Modern procedures like IPL (intense pulsed light), LED (light emitting diode) and Sea-salt Microdermabrasion can eliminate pigmented spots and the visible effects of broken capillaries, as well as minimizing fine lines. Skincare and massage alone cannot yield the results of these more stimulating treatments.
But proper selection and customization of these services are what will be truly effective. Sifting through the array of different skincare treatments and products can be made much simpler by choosing those that are specific to our Ayurvedic constitution. It is this pairing of new technology with ancient methodology that shapes Pure + Simple’s approach.
Beauty in Simplicity
A friend of mine who is a computer programmer once told me, “Compared to the human body, computers are easy. They simply code 0 and 1 in different patterns, whereas our bodies have so many complex systems!” I was surprised because I am so often frustrated by my computer. He made me realize how often we see technology as sophisticated while taking for granted our own amazing capacities. When I was studying at the Ayurvedic Institute in New Mexico, Dr. Vasant Lad told our class that the more he learned about the way our bodies worked, the more he believed in God, because who else could create such a perfect and intricate system?
Our bodies are worlds within worlds! Each is a holistic system containing seven interconnected subordinate systems: circulatory, nervous, endocrine, muscular, lymphatic, digestive and skeletal. It is this complexity that makes knowing what is healthy so difficult. Add the fact that each of us is a unique individual so that no one solution can be good for everyone. That is why I always tell my clients they are the experts when it comes to themselves. They have been with themselves 24 hours a day for their whole lives. My job is to listen while providing additional knowledge and support.
I found my own search for health and beauty very exasperating because different experts touted different studies and opinions about what was good and bad. I came to the point where I felt I could not eat anything or follow any advice without feeling I was second-guessing myself. Simply sustaining myself had become overwhelming.
By writing this book, I hope that my own hard-won research will be used as a tool and as a resource to help others find solace in holistic and natural ways.

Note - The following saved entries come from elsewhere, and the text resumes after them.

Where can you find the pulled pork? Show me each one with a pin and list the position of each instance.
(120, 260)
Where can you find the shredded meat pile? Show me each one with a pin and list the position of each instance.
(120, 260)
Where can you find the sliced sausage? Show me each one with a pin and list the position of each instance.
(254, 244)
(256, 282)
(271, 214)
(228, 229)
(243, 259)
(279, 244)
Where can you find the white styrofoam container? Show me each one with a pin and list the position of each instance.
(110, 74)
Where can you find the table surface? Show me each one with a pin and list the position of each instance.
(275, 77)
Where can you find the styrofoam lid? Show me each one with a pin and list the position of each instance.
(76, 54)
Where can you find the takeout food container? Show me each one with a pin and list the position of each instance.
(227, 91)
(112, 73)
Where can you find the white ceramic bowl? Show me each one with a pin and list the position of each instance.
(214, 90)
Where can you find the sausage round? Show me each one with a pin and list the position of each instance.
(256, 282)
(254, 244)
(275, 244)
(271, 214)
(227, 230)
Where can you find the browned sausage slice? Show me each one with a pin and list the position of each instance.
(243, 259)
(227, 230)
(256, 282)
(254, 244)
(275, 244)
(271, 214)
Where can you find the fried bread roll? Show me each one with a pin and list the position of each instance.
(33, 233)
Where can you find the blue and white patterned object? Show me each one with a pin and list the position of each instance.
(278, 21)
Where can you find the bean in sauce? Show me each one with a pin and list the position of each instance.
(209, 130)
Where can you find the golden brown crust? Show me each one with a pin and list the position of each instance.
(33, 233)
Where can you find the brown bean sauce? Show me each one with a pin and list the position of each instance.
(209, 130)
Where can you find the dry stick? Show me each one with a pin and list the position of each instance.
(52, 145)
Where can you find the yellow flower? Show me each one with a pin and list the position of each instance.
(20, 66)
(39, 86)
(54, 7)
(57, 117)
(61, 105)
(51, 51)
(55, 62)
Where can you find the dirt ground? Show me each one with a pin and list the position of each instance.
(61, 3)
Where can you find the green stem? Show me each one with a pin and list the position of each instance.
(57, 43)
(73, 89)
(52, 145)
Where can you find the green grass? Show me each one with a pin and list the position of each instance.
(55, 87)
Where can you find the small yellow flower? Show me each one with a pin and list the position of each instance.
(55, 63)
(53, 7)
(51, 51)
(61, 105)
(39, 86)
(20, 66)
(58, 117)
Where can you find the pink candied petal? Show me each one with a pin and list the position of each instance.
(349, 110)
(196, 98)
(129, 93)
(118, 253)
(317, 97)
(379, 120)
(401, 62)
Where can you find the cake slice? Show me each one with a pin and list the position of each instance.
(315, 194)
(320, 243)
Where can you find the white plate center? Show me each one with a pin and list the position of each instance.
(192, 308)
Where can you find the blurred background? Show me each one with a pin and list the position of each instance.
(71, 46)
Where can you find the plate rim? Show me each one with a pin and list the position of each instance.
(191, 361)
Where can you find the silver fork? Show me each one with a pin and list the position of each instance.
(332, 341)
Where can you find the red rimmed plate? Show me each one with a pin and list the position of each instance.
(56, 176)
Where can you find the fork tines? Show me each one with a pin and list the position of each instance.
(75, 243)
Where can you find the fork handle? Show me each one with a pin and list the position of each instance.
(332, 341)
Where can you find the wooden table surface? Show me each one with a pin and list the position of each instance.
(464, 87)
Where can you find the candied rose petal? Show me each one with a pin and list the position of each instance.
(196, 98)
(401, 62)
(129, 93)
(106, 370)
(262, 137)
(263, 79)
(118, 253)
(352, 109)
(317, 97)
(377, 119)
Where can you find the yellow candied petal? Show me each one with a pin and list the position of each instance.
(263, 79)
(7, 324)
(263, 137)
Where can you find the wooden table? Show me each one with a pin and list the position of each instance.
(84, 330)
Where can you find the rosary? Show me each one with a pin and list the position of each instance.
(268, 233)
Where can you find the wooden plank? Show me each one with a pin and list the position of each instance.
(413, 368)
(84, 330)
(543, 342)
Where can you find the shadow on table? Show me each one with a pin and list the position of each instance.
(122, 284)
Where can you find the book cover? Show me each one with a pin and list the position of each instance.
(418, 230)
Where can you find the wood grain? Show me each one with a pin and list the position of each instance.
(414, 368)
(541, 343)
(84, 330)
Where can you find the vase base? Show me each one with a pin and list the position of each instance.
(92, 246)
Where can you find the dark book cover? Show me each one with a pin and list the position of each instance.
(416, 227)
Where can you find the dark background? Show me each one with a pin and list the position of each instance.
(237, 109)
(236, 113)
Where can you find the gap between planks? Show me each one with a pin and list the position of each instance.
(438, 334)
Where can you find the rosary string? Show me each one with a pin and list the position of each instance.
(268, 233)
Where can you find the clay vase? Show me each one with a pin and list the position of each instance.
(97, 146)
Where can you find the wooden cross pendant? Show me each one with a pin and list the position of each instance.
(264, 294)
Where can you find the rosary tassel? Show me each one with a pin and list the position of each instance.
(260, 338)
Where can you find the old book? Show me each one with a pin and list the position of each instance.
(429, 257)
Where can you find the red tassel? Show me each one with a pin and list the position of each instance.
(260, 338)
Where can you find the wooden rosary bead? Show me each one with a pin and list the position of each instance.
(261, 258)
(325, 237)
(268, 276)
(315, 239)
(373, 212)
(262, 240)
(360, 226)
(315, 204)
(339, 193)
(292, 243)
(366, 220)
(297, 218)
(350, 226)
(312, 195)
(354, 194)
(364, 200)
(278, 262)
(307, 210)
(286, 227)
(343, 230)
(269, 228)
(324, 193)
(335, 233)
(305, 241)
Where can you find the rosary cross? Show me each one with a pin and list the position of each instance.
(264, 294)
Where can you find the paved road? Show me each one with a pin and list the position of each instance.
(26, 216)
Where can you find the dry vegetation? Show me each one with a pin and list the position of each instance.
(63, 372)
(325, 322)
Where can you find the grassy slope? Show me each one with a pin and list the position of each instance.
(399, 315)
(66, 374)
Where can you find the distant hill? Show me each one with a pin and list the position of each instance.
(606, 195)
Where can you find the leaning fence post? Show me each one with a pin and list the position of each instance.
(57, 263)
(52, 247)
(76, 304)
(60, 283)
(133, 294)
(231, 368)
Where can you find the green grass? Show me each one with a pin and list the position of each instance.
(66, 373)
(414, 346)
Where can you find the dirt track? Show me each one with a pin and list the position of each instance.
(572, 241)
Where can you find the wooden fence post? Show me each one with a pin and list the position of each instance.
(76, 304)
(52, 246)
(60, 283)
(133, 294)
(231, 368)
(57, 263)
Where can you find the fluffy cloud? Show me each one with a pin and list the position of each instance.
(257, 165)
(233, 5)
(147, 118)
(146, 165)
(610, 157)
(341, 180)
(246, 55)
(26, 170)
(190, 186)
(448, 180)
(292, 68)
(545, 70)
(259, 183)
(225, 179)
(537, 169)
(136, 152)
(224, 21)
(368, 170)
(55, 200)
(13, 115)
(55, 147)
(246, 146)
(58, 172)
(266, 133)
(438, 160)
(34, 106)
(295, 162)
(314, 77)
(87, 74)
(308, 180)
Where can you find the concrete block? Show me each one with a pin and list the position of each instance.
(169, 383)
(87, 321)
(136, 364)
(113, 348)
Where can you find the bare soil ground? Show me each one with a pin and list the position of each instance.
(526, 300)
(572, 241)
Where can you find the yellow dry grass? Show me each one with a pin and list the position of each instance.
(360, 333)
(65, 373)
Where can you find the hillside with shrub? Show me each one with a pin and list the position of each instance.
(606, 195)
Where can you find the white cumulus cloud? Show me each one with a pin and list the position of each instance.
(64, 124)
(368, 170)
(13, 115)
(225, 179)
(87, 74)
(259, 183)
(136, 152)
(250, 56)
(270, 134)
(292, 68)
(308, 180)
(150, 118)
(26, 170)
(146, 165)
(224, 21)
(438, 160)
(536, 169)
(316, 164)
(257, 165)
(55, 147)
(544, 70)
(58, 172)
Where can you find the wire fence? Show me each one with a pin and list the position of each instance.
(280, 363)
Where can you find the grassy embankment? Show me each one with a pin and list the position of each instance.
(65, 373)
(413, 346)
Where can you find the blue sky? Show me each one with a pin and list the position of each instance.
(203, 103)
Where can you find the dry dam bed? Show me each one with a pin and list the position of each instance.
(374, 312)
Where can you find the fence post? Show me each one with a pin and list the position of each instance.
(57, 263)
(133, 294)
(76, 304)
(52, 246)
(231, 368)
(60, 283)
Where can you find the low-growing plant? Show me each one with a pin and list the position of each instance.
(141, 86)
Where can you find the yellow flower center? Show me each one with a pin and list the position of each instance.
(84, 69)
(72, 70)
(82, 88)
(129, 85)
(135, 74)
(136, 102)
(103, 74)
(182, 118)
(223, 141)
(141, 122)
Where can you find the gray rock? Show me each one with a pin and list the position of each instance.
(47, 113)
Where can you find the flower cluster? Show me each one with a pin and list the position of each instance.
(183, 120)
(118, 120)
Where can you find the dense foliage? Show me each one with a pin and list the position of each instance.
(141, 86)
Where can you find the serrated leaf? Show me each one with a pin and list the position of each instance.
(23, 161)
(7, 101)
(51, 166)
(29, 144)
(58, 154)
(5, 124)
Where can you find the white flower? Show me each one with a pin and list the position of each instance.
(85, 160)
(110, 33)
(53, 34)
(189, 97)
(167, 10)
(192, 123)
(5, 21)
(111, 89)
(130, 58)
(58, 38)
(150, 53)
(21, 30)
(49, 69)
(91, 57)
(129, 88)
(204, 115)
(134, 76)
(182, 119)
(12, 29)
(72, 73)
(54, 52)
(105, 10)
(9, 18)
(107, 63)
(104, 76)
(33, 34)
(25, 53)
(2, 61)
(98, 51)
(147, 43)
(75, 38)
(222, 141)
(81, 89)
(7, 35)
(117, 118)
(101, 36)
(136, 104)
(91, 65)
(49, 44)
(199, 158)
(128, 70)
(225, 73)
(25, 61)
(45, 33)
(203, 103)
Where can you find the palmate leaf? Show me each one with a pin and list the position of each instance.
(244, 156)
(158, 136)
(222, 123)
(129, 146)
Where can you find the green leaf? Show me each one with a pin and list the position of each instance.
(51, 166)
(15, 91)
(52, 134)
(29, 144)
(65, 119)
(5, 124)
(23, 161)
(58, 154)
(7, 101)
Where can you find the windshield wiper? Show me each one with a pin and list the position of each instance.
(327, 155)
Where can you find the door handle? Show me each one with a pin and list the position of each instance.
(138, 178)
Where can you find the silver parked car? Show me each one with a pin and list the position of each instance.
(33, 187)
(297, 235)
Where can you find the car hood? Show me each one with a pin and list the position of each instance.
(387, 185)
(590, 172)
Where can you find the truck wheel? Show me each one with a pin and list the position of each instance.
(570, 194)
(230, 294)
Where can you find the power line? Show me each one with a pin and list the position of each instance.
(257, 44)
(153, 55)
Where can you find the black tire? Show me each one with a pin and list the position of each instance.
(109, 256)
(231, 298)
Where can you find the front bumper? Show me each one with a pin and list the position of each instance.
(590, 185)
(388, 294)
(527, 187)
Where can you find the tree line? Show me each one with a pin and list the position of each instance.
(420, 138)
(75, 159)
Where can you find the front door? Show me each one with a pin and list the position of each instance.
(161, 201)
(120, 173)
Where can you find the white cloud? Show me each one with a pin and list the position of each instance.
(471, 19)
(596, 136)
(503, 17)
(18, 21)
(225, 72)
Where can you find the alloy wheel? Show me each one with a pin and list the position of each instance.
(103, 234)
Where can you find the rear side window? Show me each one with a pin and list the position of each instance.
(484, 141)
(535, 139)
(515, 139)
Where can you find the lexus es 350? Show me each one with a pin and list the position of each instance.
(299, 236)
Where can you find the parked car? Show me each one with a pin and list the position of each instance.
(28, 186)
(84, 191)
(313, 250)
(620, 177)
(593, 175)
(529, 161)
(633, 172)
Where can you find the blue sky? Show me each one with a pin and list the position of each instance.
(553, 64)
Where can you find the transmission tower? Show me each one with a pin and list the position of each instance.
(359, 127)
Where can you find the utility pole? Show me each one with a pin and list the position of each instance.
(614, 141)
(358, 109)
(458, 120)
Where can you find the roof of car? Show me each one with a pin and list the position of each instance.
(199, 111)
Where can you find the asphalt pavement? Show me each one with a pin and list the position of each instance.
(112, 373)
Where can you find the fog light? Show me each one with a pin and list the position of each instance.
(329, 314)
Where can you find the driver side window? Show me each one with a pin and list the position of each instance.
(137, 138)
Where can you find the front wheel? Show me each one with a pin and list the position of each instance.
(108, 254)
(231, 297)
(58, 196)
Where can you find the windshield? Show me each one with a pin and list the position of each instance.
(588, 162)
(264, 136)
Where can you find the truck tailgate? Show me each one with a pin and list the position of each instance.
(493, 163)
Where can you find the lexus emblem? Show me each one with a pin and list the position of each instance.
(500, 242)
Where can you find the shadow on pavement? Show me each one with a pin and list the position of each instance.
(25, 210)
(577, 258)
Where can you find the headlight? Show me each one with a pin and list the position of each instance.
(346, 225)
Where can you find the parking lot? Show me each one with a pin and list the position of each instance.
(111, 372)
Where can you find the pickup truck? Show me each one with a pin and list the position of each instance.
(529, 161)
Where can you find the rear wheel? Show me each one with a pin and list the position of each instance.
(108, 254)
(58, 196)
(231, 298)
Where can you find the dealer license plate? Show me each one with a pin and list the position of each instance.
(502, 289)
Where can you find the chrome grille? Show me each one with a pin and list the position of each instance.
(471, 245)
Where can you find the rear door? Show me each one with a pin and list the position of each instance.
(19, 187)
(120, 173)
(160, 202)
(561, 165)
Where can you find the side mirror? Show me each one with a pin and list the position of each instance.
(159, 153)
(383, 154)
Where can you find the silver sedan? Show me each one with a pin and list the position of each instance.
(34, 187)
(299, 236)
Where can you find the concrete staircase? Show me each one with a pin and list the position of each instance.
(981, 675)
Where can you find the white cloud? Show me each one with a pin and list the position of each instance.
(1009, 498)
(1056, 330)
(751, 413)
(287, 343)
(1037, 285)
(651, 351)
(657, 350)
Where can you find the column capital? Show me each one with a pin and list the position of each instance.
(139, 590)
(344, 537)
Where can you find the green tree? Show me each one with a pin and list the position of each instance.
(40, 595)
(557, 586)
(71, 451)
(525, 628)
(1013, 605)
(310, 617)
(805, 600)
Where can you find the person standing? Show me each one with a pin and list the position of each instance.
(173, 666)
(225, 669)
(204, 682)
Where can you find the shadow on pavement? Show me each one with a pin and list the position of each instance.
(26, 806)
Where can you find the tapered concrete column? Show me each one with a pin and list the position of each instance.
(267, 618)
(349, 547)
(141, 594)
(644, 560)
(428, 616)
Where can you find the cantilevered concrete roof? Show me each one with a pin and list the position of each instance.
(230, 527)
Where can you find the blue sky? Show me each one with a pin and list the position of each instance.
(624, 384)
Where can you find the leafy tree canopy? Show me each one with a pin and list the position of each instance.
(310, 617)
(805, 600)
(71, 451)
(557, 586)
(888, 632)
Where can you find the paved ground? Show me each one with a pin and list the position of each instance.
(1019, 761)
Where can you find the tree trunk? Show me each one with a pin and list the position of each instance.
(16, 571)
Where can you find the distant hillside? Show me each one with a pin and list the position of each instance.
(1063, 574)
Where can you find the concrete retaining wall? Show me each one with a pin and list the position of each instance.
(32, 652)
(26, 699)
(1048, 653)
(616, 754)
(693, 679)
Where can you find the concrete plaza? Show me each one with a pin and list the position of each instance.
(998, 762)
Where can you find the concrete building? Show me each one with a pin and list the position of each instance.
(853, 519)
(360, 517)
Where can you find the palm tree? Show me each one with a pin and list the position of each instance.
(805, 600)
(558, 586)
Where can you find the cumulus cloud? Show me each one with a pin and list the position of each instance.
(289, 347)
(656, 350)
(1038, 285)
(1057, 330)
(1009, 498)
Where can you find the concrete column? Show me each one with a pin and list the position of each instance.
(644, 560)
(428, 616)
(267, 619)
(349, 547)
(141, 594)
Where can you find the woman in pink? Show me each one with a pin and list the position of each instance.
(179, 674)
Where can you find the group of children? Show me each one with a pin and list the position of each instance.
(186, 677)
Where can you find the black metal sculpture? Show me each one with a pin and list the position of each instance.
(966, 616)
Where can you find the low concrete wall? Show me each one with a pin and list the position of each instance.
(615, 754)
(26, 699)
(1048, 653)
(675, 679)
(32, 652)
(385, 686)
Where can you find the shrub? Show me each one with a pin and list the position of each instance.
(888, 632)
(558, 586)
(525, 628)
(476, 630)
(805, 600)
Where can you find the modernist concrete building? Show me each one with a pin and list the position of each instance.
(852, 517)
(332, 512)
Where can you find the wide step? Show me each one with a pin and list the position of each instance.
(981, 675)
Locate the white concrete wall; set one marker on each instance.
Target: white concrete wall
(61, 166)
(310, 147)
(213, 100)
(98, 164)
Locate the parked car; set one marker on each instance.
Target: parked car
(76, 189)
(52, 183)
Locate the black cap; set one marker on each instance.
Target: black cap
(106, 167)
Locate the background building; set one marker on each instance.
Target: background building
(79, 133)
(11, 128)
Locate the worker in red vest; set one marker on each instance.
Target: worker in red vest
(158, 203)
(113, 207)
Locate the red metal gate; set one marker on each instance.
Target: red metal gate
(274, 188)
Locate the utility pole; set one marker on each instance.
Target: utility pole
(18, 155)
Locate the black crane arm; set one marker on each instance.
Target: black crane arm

Along with normal skincare and maintenance, I will tell you about the three basic principles I found that I could apply to everything, from the search for beauty to emotional exploration – moving, purging and nourishing. For those of us who are reformed skin-abusers, I will also discuss how to repair damage that has already occurred, along with the best ways to internally and externally treat ailments like acne, sensitivity, rosacea, eczema, hyper-pigmentation and signs of aging (tissue degeneration). This book is also a compilation of knowledge that we at Pure + Simple wish to pass on to those of you who, at present, are just browsing, in hopes that you, too, will be inspired to embrace the Ayurvedic process of beautification.
Many of my clients came to Pure + Simple much like beauty refugees searching for a positive and healthy way to look and feel good. We offer a more nurturing option: skincare which is gentle and nourishing, using pure ingredients, along with the knowledge that fosters positive choices. This is the approach we have employed for the past decade, and is what we are known for.